Aus ihrer Sicht musste er wirklich eine traurige Kindheit gehabt haben, aber das war sie nicht immer. Die Sommerferien Zuhause haben ihm immer Freude bereitet. Lola war da und Nathan hatte die Wochen ebenfalls im Haus seiner Eltern verbracht. An sonnigen Tagen hatte seine Mutter draußen gelegen und so etwas von ihrer Melancholie abgelegt. Er war glücklich gewesen, soweit er sich erinnern konnte.

Doch jetzt, wo er all die Geschichte von Emily gehört hatte, sehnte er sich nachträglich nach einer normalen Kindheit.

"Ich würde meine Kinder nie auf ein Internat schicken, das kann nicht gesund sein.", meinte Emily und Ian senkte sein Gesicht in ihr Haar. Es roch gut, er könnte in diesem Duft ertrinken und es wäre der glücklichste Tod überhaupt.

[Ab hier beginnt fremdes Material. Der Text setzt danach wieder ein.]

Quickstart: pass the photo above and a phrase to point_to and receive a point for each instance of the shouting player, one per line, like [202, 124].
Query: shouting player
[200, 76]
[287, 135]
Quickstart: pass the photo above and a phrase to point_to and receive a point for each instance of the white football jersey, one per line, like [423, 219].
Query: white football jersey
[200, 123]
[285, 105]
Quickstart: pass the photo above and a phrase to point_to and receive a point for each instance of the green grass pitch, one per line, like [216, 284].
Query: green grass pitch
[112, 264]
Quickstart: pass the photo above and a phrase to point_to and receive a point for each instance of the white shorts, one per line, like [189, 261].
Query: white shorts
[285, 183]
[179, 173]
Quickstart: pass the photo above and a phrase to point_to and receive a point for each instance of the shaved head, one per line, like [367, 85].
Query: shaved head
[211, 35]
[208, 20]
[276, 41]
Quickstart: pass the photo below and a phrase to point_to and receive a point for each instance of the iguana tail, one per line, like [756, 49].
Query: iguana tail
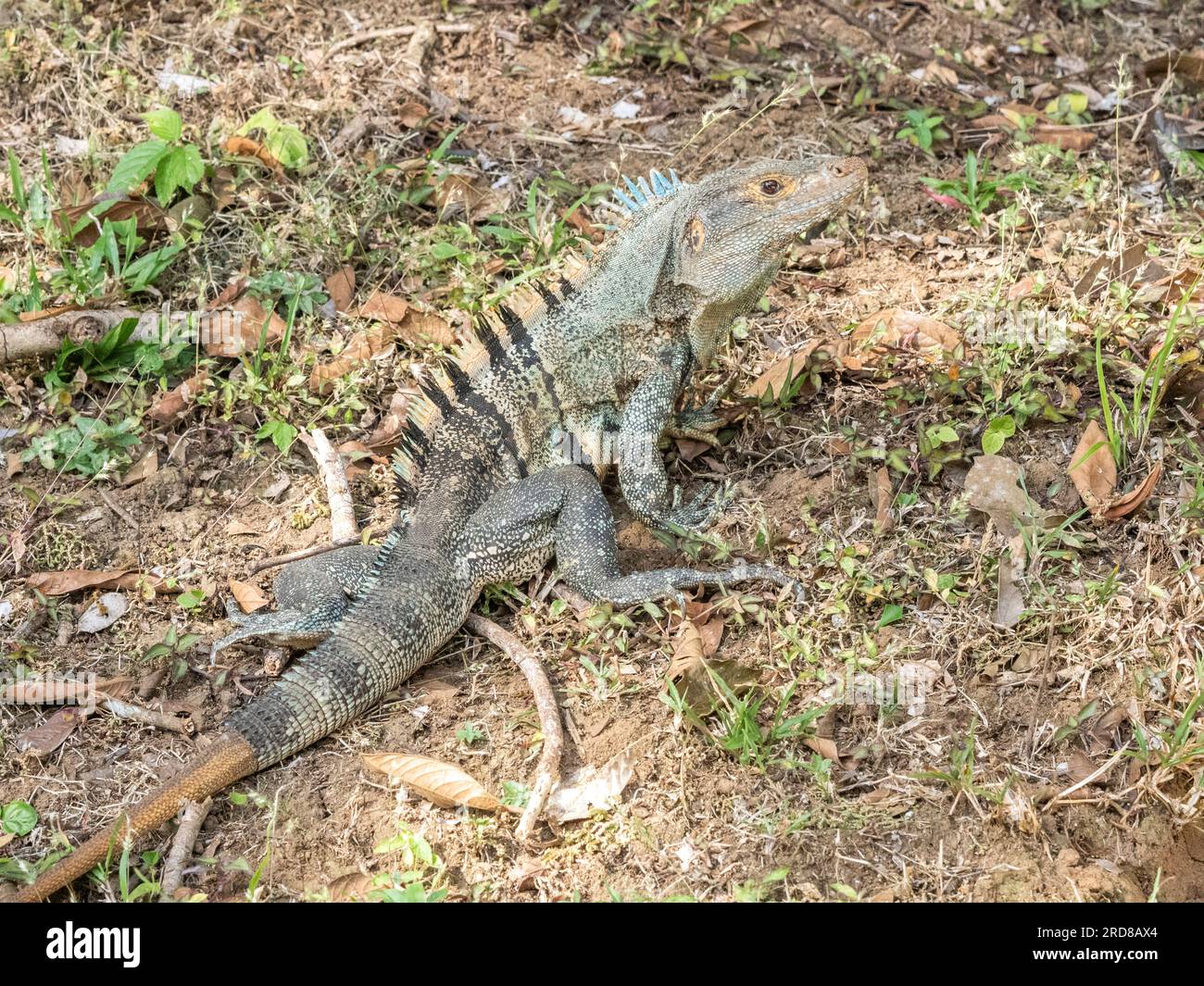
[229, 758]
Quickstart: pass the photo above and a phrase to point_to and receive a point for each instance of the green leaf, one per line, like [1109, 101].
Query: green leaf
[180, 168]
[891, 614]
[164, 123]
[997, 432]
[137, 164]
[19, 818]
[281, 432]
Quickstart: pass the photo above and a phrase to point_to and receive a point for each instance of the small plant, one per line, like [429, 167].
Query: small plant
[1072, 725]
[922, 129]
[175, 646]
[975, 192]
[175, 165]
[470, 733]
[85, 445]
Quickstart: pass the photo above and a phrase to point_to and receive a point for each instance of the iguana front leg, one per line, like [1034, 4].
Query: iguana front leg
[699, 424]
[311, 597]
[564, 509]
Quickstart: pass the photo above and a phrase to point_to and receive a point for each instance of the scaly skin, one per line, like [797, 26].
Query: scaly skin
[494, 488]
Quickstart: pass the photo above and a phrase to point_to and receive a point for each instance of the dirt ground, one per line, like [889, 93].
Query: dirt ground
[1056, 757]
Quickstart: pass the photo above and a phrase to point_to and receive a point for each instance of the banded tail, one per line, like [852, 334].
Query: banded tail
[227, 761]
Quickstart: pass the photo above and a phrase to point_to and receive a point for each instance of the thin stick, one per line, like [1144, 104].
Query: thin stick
[1040, 690]
[364, 37]
[305, 553]
[151, 717]
[182, 846]
[548, 773]
[338, 493]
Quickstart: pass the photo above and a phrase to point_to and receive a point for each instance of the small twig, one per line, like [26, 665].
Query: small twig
[338, 493]
[305, 553]
[149, 717]
[117, 508]
[548, 773]
[181, 852]
[364, 37]
[1040, 690]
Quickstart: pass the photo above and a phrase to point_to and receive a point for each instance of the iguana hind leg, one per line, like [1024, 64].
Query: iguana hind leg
[564, 509]
[311, 597]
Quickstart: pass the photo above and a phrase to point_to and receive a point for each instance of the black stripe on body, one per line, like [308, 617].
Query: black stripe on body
[485, 409]
[488, 337]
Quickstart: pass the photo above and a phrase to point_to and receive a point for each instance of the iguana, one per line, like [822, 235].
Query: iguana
[585, 371]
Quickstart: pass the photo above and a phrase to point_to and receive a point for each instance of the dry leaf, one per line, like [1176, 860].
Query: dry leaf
[690, 670]
[1010, 604]
[360, 348]
[245, 147]
[248, 596]
[426, 325]
[774, 381]
[899, 329]
[1136, 496]
[442, 784]
[1067, 137]
[176, 402]
[1092, 468]
[590, 789]
[384, 308]
[341, 288]
[47, 737]
[145, 466]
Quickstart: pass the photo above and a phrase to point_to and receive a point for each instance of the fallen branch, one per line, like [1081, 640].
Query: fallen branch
[305, 553]
[192, 818]
[548, 773]
[364, 37]
[160, 720]
[338, 493]
[39, 337]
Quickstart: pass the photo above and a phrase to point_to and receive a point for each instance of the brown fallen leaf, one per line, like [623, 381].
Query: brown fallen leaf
[235, 337]
[384, 308]
[73, 580]
[1187, 64]
[902, 330]
[248, 596]
[442, 784]
[341, 288]
[360, 348]
[245, 147]
[880, 488]
[1010, 602]
[774, 381]
[145, 466]
[418, 327]
[1092, 468]
[1127, 504]
[82, 224]
[44, 738]
[175, 404]
[1066, 137]
[690, 672]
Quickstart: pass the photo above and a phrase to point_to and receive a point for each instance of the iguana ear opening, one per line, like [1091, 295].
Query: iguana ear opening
[689, 253]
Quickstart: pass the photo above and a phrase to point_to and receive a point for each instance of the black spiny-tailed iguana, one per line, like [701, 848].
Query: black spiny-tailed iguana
[591, 365]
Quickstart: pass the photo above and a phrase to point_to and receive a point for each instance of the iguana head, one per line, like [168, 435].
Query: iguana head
[738, 221]
[734, 228]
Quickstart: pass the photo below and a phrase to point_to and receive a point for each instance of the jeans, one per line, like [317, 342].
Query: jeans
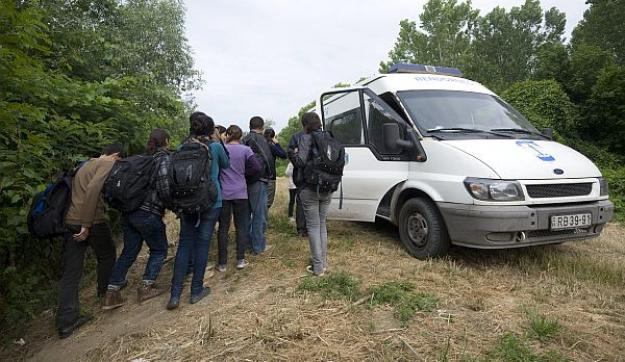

"Als Junge fand ich es schwer. Ab der Highschool fand ich es gut. Es sorgt für Selbstständigkeit", meinte er und Emily runzelte wieder die Stirn und legte ihren Kopf so weit in ihren Nacken, bis er auf seiner Brust ruhte und sie ihn ansehen konnte.

"Willst du damit sagen, ich sei unselbstständig?" fragte sie provokant und Ian zuckte mit den Schultern.

"Du wohnst noch immer Zuhause, also vielleicht ein bisschen, aber ich finde es schön, dass du dich mit deiner Familie so gut verstehst", meinte er und Emily prustete.

"Pah! Momentan bin ich ziemlich wütend auf meine Mutter. Obwohl sie mir immer in den Ohren gelegen hat, dass ich wieder auf Dates gehen solle, legt sie mir nun Steine in den Weg. Ich verstehe sie einfach nicht", meinte sie und Ian lächelte in sich hinein, ohne darauf etwas zu erwidern.

Was sollte er auch dazu sagen? Dass es wohl doch an ihm lag? Wahrscheinlich. Aber er hoffte, dass sich das legen würde, denn er wollte nicht mehr auf Emily verzichten. Diese Wärme, die sie versprühte, diese Unbefangenheit, wenn es um Geld ging, diese Familie. Einfach alles davon.